2016年5月11日、スーパーGT主催団体のGTアソシエイションと、DTM(ドイツツーリングカー選手権)を運営するITR GmbH、両シリーズに参戦する日本、ドイツの6メーカーの代表が第5回ステアリング・コミッティを東京で開催し、2017年8月をめどに両レースシリーズ共通の「クラス1規定」の完成を目指すと発表した。

日本のスーパーGT選手権とドイツで開催されているDTMの接点の始まりは、2009年にDTMの代表らが日本のスーパーGTシリーズを訪問し、GT500クラスとDTMのレース車両の統一規格化を検討するプロジェクトがスタート。プロジェクトの検討会議は「ステアリングコミッティ」と名付けられ、GTA(日本)、ITR(ドイツ)、IMSA(アメリカ)の各国GTレースシリーズの持続的な発展を目指し、各プロモーター、各国自動車連盟、参戦自動車メーカー各社の代表者らによる運営委員会として、2013年7月に設立された。
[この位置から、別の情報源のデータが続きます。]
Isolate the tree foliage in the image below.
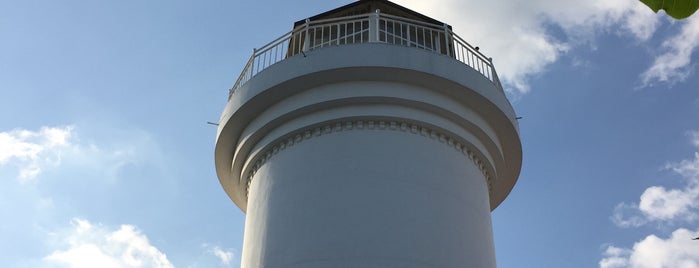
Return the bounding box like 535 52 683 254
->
640 0 699 20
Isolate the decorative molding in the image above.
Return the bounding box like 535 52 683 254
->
241 120 493 197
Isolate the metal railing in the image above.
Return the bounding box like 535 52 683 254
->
229 10 502 99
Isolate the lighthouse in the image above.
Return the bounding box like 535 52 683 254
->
215 0 522 268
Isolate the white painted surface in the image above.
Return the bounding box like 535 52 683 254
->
242 127 495 268
216 44 522 267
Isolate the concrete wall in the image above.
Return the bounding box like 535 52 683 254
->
216 44 522 267
242 126 495 268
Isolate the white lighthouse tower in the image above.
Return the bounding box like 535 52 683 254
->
215 0 522 268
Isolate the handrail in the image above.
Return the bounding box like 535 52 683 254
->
228 10 502 99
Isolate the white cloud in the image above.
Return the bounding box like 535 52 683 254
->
641 16 699 85
611 203 648 228
687 130 699 148
209 246 235 267
0 126 74 181
396 0 659 93
44 219 174 268
638 185 699 221
599 246 632 268
611 127 699 228
612 152 699 227
599 228 699 268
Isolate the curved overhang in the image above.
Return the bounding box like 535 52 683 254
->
215 43 522 211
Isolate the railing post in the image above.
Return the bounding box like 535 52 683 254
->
369 9 381 43
250 48 257 75
444 23 456 58
303 19 311 52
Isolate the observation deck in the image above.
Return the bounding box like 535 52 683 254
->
215 0 522 214
229 5 502 98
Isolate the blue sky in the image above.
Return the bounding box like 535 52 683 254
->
0 0 699 268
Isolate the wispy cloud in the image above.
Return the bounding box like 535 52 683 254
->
612 152 699 227
599 228 699 268
44 219 174 268
396 0 660 93
207 246 235 267
599 131 699 268
687 130 699 149
0 126 74 182
641 16 699 85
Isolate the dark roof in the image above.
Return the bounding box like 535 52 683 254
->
294 0 451 28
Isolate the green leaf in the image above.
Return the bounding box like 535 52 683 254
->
640 0 699 20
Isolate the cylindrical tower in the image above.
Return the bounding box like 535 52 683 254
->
215 0 522 268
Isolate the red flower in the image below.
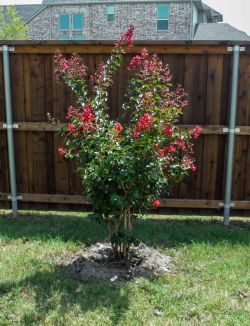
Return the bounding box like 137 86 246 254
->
154 199 161 208
66 106 77 120
167 145 176 153
127 55 142 71
68 123 76 132
82 104 94 122
176 138 186 151
189 126 202 138
163 126 173 136
141 49 148 58
136 113 154 131
191 164 197 172
154 146 167 157
114 122 123 133
133 128 140 139
115 25 135 48
57 147 67 155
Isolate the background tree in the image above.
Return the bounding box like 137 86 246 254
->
0 7 28 40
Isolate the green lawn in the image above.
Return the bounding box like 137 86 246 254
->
0 211 250 326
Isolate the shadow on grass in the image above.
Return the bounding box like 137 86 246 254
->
0 266 129 326
0 214 250 247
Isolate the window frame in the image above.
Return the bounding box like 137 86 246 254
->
106 4 115 23
58 14 71 32
156 3 170 32
71 34 84 41
70 13 84 31
59 34 71 41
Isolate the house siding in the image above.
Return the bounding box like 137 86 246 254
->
28 1 193 40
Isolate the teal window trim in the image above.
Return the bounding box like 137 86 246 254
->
72 34 84 41
59 34 70 41
107 5 115 22
59 14 70 31
157 3 169 31
72 14 84 31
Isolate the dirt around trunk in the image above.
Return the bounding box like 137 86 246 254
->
68 243 173 282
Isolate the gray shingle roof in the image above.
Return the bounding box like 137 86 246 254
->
42 0 201 5
194 23 250 41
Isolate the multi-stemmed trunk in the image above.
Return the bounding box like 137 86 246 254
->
108 209 133 259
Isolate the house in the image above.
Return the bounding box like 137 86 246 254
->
1 0 250 41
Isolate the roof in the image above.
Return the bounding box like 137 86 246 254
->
203 3 223 22
194 23 250 41
1 5 41 22
42 0 202 5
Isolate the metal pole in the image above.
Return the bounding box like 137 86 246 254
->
2 45 18 217
223 45 240 225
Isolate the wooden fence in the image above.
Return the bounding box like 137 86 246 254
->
0 42 250 210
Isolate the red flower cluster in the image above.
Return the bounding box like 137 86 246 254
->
127 55 142 71
189 126 202 138
176 138 186 151
154 146 167 157
81 104 94 122
54 50 87 80
57 147 68 156
90 62 108 86
66 106 77 120
114 122 123 133
133 113 154 139
182 156 197 172
115 25 135 48
163 126 173 136
154 199 161 208
136 113 154 131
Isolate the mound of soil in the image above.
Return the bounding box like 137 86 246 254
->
68 243 173 282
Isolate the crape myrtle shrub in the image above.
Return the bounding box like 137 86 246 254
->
54 26 201 257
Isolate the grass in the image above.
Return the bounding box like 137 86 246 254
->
0 211 250 326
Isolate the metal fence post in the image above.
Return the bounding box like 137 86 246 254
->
2 45 18 217
223 45 241 225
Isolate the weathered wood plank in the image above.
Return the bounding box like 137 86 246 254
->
9 42 231 55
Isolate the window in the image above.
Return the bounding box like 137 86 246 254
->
59 15 69 30
59 34 70 41
157 4 169 31
58 14 84 40
107 5 115 22
72 14 83 30
72 34 83 41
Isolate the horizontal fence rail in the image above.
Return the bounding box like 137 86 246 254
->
0 41 250 214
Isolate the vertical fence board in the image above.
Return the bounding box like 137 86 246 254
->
0 54 10 208
201 55 223 199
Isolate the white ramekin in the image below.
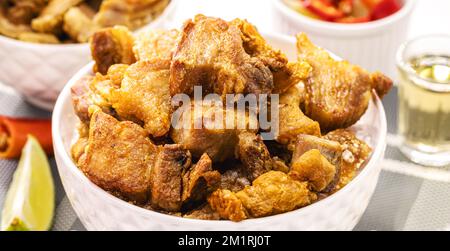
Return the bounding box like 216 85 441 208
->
52 35 386 231
0 0 178 110
272 0 416 78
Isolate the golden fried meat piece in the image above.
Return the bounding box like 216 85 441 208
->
31 0 83 34
292 134 343 168
231 18 311 93
181 153 220 204
297 34 392 132
112 60 171 137
94 0 169 30
150 144 191 212
276 86 320 145
230 18 288 72
291 134 343 193
70 76 94 123
170 15 273 96
71 64 128 123
236 131 273 181
70 137 89 165
4 0 47 24
133 29 180 61
63 7 95 43
325 129 372 191
289 149 336 192
91 26 136 74
170 100 258 162
220 164 252 192
208 189 248 221
183 204 220 220
0 8 32 39
273 61 312 93
78 108 158 203
236 171 317 217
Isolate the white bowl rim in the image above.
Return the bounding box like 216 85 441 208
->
273 0 416 36
0 0 179 50
52 31 387 229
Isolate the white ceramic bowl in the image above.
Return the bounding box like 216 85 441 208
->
52 35 386 230
272 0 416 78
0 0 178 110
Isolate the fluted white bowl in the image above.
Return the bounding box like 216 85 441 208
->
0 0 178 111
52 35 386 231
272 0 416 78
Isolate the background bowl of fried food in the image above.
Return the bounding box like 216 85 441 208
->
272 0 415 78
52 28 387 231
0 0 177 110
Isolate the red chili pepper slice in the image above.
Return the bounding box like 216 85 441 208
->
335 16 370 24
302 0 344 21
371 0 401 20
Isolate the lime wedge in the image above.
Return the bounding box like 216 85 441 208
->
433 65 450 82
1 135 55 231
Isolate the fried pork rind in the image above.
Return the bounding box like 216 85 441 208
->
230 18 288 72
170 15 273 96
150 144 191 212
182 153 220 204
237 131 273 180
276 86 320 144
63 7 96 43
208 189 248 221
71 64 128 123
112 60 171 137
17 32 60 44
289 149 336 192
91 26 136 74
133 29 180 61
183 204 220 220
291 134 343 193
231 19 311 93
220 165 252 192
170 100 258 162
325 129 372 191
4 0 47 24
0 7 32 39
78 108 158 203
236 171 317 217
273 61 312 93
94 0 169 30
31 0 83 34
297 34 392 132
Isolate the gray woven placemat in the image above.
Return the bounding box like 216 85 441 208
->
0 85 450 230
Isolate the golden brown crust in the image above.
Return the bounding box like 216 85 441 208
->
236 171 317 217
133 30 180 61
276 86 320 144
79 108 158 203
208 189 247 221
150 144 191 212
170 15 273 96
182 153 220 203
91 26 136 74
297 34 390 132
325 129 372 191
236 131 273 181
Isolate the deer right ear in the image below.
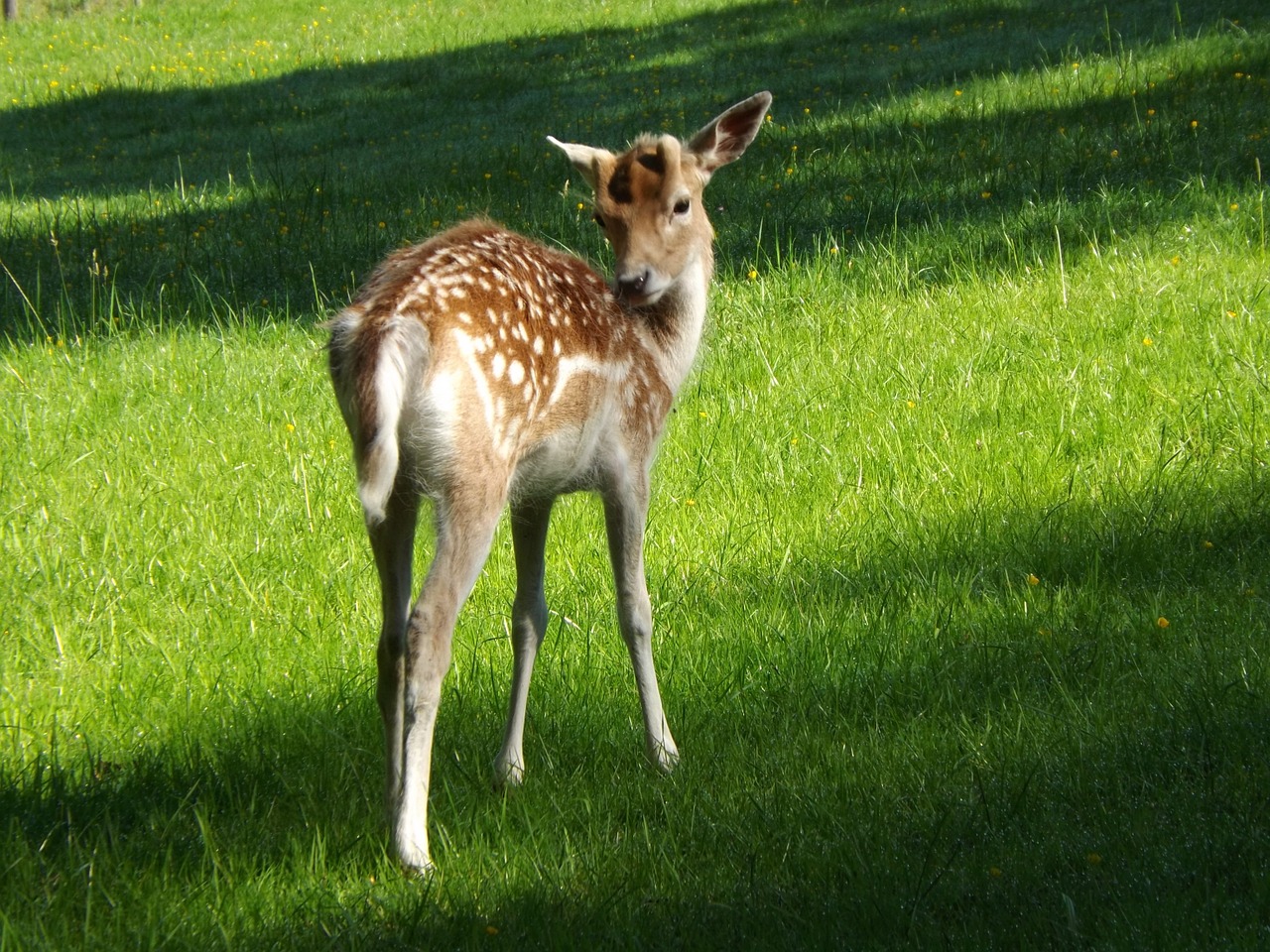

この会議はこれまでに4回開催され、まず2012年からDTMで統一規則を盛り込んだマシンが登場し、日本では2014年からスーパーGT500クラスはDTM規格のボディフレームを使用したマシンが使用されることになった。この時点からボディフレームだけではなく多数のパーツがDTMとの共通部品となっている。

今回は、日本自動車連盟(JAF)とGTアソシエイションの坂東正明代表、ITRのハンス・ベルナー・アウフレヒト代表、さらに日本メーカーからはニスモの片桐隆夫社長、トヨタの高橋敬三モータースポーツマーケティング部主査、ホンダの山本雅史モータースポーツ部長、さらにドイツからはメルセデスベンツのウルリッヒ・フリッツ、BMWモータースポーツのイェンス・マルカルト、アウディモータースポーツのディーター・ガスという各メーカーの活動を担う代表が顔を揃え、具体的な協議が行なわれた。

そして協議の結果、坂東GTA代表とアウフレヒトITR会長は「統一技術規則 クラス 1規則」を2017年9月に公表することで合意し、合意書の調印を行なった。坂東代表は「今回の会議では、我々とITR、参加メーカー各社で活発な意見交換が行なわれました。そしてクラス1規則を2019年シーズンから両シリーズに導入する、クラス1規則の作成、公表を2017年9月までに行なうことを合意、調印しました」と話した。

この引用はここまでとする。